Lovely Lisa Stegman clobbered her baby toe on her first day here so we spent the afternoon yesterday at the SOS Emergency Clinic in Phnom Penh getting her checked out. Besides the "broken!" diagnosis, the experience was terrific. So if you are ever in Phnom Penh and feeling unwell, remember SOS.

So we took the doctor's advice (no walking) to mean "more massage." I am not sure if her toe got better but our jet lagged bodies were mucho appreciative.

At 6 pm, we met up with the women from Portland, Denver, and Cincinnati who have come to Cambodia to spend more time getting to know the work of Transitions via an Engagement trip. And all of us took the mini bus to spend some True Body time with the girls.

For me, it was a stunning experience to walk in the door and see the shining and welcoming faces of about 8 girls I worked with last year. To hear my name shouted out, "Stacy!" and to feel the joyous reconnection with the girls and the staff was a show stopper.

Over the next two hours, I got to watch how far many of these girls have come. Girls who were nearly mute and highly defended a year ago are the clear leaders of the house now. In contrast, there are 8 new girls in the home, many of them deeply troubled and in pain from both trauma and/or addiction.

It is not surprising that they suffer so but it is a comfort to know what growth awaits them. I think in large part that is my job: to hold the space for them with the firm conviction that they are just around the corner from rediscovering (or discovering) their inner girl - the intrepid and bold and brave and hilarious and smart creatures they are. My job is to see it in them, the girl they cannot yet know.

So we set off on our agenda of exploration and fun. The room was packed with women from the U.S. and Cambodian girls. We were so lucky to have Kristin Schultz with us from Portland.
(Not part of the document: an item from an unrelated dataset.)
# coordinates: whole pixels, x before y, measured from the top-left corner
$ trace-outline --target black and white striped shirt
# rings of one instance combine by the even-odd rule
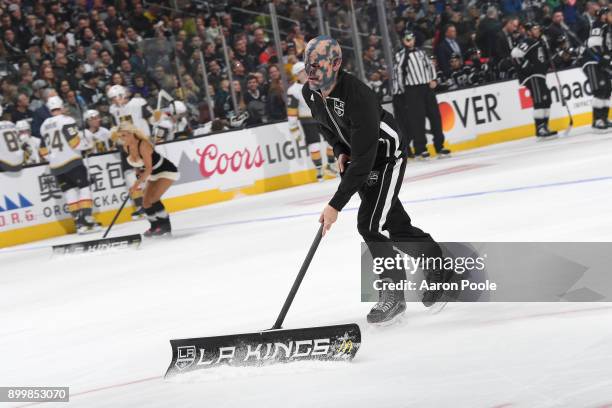
[[[424,85],[434,79],[436,70],[424,51],[403,47],[395,53],[393,95],[404,93],[406,86]]]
She is a sign language interpreter and it was a WONDERFUL discovery for the True Body Project to work with her.

The girls worked to introduce themselves by identifying something they are and something they feel. So for example, "I am a girl and I am happy" was a very popular choice. Kristin showed us the sign for these and we each worked to do them. Creating physical gestures around feelings was a very powerful notion for me. As Kristin also pointed out, it gave us a universal language that didn't require a translator. We were unified in showing each other sadness and happiness and gratitude.

As the evening progressed, as the movement created an opening for bravery, the girls wanted to know more.

How do I show pain?
How do I show loneliness?
How do I show homesick?
How do I show hurting?

Good questions, eh?

In the end, the True Body curriculum creates the space for these moments. The activities are tools to create enough space and time for the real work to unfold. The real work has far less to do with what I have to offer and everything to do with what the girls need to know and process to heal.

Some of the girls have come such a long way and some of them have a terrifyingly long way to go. But luckily, James and Athena Pond and their magnificent staff, board and friends are committed in a way that is hard to fathom. They are committed deeply, every moment, for the long haul.

It is an inspiration like no other.

And I am so grateful for the opportunity to watch and learn from people who dig in and stay. Steadfast and faithful.

That is the real magic. That is the real reason these girls heal.